In a statement on the ConservativeHome website, Mr Barclay said the next general election would not be decided by the Sue Gray report and urged MPs not to “waste time and energy looking backwards and inwards, talking to ourselves about ourselves”.
He added: "The parliamentary majority we hold is incredibly rare.
"To waste time now on continued internal factionalisation would be indefensible to many of our party members – given how hard they worked to secure that majority.
“The problems we face aren’t easy to solve. Democracies around the world are all currently facing similar challenges.
"But under Boris Johnson’s leadership, our plan for jobs shows how we are navigated through these global challenges.
“To disrupt that progress now would be inexcusable to many who lent their vote to us for the first time at the last general election, and who want to see our Prime Minister deliver the changes promised for their communities.”

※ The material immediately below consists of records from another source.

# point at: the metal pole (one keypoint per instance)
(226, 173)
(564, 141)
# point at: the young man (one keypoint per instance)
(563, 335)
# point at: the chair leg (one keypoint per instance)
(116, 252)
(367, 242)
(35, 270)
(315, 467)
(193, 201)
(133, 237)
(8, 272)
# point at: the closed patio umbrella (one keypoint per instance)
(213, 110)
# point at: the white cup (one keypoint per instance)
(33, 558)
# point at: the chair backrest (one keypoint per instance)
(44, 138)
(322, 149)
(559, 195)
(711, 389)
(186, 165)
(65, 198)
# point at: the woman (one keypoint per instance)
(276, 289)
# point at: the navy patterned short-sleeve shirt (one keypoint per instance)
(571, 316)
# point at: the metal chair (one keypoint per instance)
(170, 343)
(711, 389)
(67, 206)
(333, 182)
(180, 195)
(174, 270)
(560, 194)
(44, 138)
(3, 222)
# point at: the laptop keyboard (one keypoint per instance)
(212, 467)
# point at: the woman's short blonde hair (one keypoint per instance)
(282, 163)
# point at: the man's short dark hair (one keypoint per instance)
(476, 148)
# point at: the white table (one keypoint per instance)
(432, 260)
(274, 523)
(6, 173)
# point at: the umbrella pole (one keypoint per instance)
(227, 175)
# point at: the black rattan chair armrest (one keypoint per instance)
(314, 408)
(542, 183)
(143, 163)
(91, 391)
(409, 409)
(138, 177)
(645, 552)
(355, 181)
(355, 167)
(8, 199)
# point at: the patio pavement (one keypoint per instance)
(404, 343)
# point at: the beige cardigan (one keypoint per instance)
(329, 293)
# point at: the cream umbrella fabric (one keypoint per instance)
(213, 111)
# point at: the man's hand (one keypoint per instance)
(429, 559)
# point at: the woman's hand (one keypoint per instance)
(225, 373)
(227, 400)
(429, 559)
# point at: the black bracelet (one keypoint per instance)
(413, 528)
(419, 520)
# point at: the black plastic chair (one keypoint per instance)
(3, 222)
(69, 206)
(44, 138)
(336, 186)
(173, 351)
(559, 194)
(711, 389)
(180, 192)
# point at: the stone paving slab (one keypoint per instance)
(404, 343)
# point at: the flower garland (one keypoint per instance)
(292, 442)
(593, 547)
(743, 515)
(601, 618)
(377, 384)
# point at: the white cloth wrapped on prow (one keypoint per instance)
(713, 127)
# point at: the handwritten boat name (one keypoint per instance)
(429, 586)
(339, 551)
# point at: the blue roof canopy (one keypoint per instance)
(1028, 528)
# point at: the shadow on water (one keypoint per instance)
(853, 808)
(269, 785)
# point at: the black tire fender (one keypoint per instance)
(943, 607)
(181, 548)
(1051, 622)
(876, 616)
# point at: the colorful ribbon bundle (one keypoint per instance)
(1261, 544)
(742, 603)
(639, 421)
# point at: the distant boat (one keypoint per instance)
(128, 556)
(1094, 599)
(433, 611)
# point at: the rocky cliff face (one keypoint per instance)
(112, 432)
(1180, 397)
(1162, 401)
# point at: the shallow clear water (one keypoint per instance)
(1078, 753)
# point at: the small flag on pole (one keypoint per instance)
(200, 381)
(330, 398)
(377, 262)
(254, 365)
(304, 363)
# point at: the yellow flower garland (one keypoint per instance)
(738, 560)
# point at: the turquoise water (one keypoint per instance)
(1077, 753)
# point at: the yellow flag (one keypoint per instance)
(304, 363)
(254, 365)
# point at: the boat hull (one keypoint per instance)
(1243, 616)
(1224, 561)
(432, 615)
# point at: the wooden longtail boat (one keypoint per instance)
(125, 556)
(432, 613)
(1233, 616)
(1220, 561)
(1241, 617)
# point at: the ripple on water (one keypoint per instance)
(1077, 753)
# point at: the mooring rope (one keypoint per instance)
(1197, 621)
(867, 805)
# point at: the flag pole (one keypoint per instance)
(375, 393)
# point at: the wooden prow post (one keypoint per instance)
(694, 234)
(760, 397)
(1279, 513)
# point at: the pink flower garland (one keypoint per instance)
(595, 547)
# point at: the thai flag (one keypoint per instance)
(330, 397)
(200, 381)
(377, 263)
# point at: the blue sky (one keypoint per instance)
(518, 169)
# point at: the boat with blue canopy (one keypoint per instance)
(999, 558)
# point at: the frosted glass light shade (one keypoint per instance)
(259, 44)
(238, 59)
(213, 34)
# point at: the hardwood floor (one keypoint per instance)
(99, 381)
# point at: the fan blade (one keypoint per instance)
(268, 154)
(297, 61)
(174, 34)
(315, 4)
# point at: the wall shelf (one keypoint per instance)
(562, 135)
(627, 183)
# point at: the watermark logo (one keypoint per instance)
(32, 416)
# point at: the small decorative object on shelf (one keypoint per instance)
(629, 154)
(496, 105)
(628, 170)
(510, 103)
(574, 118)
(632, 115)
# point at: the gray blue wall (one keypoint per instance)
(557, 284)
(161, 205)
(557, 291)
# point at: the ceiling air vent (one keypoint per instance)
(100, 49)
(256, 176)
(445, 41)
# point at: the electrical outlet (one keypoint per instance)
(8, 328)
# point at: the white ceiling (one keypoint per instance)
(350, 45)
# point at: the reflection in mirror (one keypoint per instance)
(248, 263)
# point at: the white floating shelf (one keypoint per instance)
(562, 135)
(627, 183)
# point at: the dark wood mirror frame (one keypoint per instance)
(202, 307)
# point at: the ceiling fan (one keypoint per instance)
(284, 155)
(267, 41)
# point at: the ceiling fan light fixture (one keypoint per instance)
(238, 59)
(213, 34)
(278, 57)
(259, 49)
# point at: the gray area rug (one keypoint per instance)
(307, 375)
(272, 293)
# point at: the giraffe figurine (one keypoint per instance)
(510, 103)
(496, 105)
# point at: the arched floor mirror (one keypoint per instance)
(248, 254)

Nevertheless, pressure is building on the former Mayor of London.
One rebel said: “A Conservative Prime Minister being booed by people who turned up to witness people arriving for a service in honour of the Queen is pretty dire.
"When you’ve lost the royalists, and a lot of them will be former service personnel, that’s our core vote.”
Mr Johnson was also booed while dining at Morito, a restaurant in east London where his son Theo worked.
The Mail on Sunday said the PM responded with a “dismissive hand gesture and left”.
The 13 reasons list continued: “The damage done to trust in Boris Johnson is such that popular policies are falling flat with the public (e.g. cost of living measures).
"A pollster has dubbed him the ‘Conservative Corbyn’ because of this.”
One MP circulating the letter said: “Those who are still supporting Johnson are like Corbynites whose love of their leader kept them immune to any opinion outside their echo chambers.”
A leading Tory rebel has emphasised the imminency of a vote of no confidence, adding how it is "very likely" to occur this week.
Chairman of the 1922 Committee, Sir Graham Brady, will count the letters when Parliament returns today.
If the threshold has been met, he will tell the Prime Minister and then make a public statement announcing that a vote of confidence will be held, with this Wednesday the most likely day.